Optimized Trajectories for Motion Control

FAQ about Input Shaping

  • How is Input Shaping® different from conventional low pass or notch filtering?

    Conventional low pass filters and notch filters are designed using frequency domain techniques. They will suppress a steady state sinusoidal frequency or range of frequencies but they can have unexpected or undesirable behavior during input transients. An Input Shaper™ is designed using optimization theory to create a custom time domain input with both time and frequency domain constraints. It is designed specifically to suppress vibration excited by motion transients.

  • Can an Input Shaper™ be designed without an analytical model of the closed loop system?

    Yes, this is one of the benefits of Input Shaping™. The only information needed to design an Input Shaper is the frequency or frequencies of the vibrations. This information is usually collected experimentally.

  • Why is Input Shaping® better than S-curves?

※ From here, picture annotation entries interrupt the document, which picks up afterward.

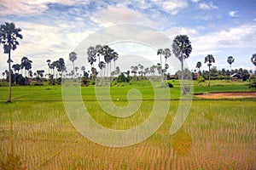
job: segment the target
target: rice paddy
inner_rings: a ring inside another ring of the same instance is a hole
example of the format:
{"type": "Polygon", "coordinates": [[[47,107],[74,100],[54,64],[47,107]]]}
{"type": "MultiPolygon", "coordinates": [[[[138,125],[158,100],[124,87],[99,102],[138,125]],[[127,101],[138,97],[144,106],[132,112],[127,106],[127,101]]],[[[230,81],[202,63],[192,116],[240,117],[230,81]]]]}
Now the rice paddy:
{"type": "MultiPolygon", "coordinates": [[[[116,105],[127,104],[124,99],[131,86],[112,88],[116,105]]],[[[238,91],[241,86],[237,85],[238,91]]],[[[108,128],[126,129],[147,119],[154,103],[147,85],[137,87],[146,99],[126,119],[104,113],[96,101],[93,87],[82,88],[83,99],[97,122],[108,128]]],[[[199,85],[195,89],[201,93],[197,90],[201,89],[199,85]]],[[[249,89],[244,86],[243,91],[249,89]]],[[[1,87],[0,169],[256,168],[255,98],[195,98],[185,123],[170,135],[179,104],[179,87],[170,92],[171,107],[156,133],[137,144],[113,148],[88,140],[73,128],[65,112],[61,87],[14,87],[12,104],[4,103],[8,90],[1,87]]]]}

    S-curves and other complex acceleration profiles are based on the assumption that rapid changes in acceleration cause vibrations. Input Shaping® technology makes it possible to make rapid changes in acceleration without exciting vibrations. S-curve vibration suppression is highly dependent on the move length, maximum acceleration and maximum velocity. Input Shaping® yields consistent vibration suppression for any move length, at any velocity, and at any acceleration.

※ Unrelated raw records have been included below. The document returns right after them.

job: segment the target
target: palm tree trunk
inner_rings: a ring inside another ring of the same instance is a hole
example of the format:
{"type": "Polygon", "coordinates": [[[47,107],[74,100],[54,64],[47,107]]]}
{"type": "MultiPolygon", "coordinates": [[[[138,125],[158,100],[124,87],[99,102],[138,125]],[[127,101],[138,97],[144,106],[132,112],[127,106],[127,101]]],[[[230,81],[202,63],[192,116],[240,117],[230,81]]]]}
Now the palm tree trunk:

  • What if the system has multiple vibration frequencies?

    Input Shaping® can also suppress multiple frequencies. From a practical perspective it is easier to start by measuring the lowest frequency vibration. Once an Input Shaper™ has been implemented for the lowest frequency, higher frequency vibrations become more apparent. There is no theoretical limit to the number of frequencies that can be suppressed using Input Shaping®, however very few systems will require more than 3 frequencies.